En 1989 se detiene, se procesa y se fusila a Arnaldo Ochoa, condecoradísimo general, héroe de la patria socialista y amigo íntimo de Raúl Castro. Ochoa gozaba del respeto de la oficialidad y hablaba sin pelos en la lengua, expresando su cada vez mayor desacuerdo, incluso frente al ministro. El Comandante en jefe se enteró, estalló en cólera y exigió que Ochoa –y algunos mandos y oficiales más– fueran detenidos, acusados y procesados. Se denominó la Causa 1 y todavía puede disfrutarse de esa basura estalinista en YouTube. Ochoa terminó confesando para evitar cualquier venganza contra sus hijos. Fidel olía la muerte y quería la muerte. «¿Para que se salven los valores que defendemos basta una condena de cárcel?», le preguntó el líder al jurado antes de emitir la pena máxima. Ochoa fue fusilado al amanecer y al día siguiente Raúl leyó un discurso, revisado y autorizado por su hermano, con lágrimas en los ojos y temblando. Ese discurso no puede ser visto en YouTube. Ha desaparecido.

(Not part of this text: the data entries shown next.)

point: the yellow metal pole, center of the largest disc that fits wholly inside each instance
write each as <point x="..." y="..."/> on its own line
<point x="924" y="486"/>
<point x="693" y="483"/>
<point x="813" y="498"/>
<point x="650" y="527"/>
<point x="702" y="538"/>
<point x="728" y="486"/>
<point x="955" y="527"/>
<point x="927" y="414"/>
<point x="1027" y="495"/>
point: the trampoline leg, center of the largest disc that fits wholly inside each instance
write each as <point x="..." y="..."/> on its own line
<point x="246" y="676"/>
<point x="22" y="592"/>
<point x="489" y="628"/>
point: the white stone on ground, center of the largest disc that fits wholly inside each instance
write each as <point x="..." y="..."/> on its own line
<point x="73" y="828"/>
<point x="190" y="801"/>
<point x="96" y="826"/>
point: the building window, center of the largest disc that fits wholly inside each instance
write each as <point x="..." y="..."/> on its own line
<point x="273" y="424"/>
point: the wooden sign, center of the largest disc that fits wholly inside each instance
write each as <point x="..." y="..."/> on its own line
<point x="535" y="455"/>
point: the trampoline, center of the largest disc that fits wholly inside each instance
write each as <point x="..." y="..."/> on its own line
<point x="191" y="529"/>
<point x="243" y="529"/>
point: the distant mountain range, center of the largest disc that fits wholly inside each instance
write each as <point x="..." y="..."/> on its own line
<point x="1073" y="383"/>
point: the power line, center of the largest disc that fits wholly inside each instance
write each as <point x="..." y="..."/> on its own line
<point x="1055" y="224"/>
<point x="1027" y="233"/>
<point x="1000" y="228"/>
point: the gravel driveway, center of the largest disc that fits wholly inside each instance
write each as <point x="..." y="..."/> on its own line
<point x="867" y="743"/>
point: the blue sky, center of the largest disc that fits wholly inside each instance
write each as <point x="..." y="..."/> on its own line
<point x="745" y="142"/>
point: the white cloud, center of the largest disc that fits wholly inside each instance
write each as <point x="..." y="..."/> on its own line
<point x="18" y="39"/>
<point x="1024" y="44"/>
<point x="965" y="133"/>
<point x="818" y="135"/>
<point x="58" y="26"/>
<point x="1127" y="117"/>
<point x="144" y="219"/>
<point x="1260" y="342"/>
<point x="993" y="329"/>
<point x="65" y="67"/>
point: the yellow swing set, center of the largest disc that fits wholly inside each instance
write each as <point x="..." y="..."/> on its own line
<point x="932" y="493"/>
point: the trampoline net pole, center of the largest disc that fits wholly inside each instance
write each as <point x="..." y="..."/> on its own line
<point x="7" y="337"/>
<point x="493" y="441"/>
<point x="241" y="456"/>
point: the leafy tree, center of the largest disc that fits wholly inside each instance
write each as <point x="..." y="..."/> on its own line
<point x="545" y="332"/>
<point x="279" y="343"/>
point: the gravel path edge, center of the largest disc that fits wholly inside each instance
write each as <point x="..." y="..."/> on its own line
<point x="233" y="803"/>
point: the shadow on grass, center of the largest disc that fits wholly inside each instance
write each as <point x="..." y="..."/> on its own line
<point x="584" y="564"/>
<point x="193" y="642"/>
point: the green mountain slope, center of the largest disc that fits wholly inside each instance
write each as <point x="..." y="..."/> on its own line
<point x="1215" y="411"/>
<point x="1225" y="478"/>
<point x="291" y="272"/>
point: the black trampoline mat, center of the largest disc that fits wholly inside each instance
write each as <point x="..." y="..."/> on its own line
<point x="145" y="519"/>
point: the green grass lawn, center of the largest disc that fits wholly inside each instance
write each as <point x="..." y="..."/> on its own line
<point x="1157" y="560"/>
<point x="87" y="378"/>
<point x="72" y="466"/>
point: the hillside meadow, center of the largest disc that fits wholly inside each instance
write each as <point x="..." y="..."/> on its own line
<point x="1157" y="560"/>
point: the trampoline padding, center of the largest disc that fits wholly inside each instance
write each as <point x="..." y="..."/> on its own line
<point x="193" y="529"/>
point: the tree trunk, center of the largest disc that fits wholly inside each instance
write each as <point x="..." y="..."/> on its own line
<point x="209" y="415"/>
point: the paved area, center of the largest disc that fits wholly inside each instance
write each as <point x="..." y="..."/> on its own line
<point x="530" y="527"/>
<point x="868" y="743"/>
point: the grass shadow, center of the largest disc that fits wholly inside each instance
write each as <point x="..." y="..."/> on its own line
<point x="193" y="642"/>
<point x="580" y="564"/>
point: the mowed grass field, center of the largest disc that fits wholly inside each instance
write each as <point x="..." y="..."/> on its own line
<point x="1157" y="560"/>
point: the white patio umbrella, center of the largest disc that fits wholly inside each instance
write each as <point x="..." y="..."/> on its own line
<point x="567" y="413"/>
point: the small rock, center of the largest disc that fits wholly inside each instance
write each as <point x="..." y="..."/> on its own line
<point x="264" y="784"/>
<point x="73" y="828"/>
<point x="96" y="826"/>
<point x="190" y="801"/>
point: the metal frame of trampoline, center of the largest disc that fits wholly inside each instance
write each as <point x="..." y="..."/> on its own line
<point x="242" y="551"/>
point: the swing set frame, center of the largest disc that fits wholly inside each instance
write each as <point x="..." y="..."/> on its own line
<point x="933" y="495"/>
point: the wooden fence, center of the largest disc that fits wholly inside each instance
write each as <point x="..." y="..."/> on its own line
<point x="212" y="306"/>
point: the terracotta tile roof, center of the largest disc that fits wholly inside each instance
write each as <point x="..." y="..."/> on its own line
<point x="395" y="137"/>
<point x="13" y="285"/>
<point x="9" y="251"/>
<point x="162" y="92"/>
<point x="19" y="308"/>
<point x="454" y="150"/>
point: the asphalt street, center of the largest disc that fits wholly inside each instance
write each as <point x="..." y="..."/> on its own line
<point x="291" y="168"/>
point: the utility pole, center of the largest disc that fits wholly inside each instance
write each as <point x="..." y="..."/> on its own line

El bloque del socialismo real desaparecía y la Unión Soviética de derrumbaba. Con las promesas del turismo, los créditos blandos chinos y las remesas de los cubanos en Estados Unidos, el socialismo castrista creyó poder sobrevivir. Cuba se convirtió en un parque temático de la revolución y lo peor fue la llegada de Hugo Chávez y el petróleo semigratuito. Las expectativas se eternizaron. Una noche de octubre de 2004, en un acto público, Fidel Castro tropezó y cayó al suelo. Pasó por varios periodos de recuperación, pero en 2006 fue operado a resultas de un sangrado estomacal, y ya jamás pudo ejercer sus responsabilidades. El poder político y militar absoluto pasó a Raúl. El supuesto reformista reprimido comenzó a implementar medidas. El nuevo (ejem) gobierno anunció la «actualización» del modelo económico. No funcionó del todo, no funcionó bien. Llevaba más de un lustro que te entregaran una finca, las autorización se ralentizaban por una burocracia torpe y gandula, la inversión extranjera se demoraba pagando coimas y, sobre todo, no había capital circulante y resultaba imposible acumular y reinvertir beneficios.
Cuando después de doce años entregó el poder a un estólido Díaz Canel, lo que hacía era cerrar cualquier cambio estructural. Tiene 94 años, es apenas un montoncito de huesos y solo mantiene un escaño en la Asamblea Nacional. Un tribunal yanki quiere procesarlo, pero Raúl Castro puede dormir tranquilo, si es que aún duerme. Por si acaso, dicen que sobre la mesilla de noche tiene un revólver para que, llegado el caso, lo libre de todo mal.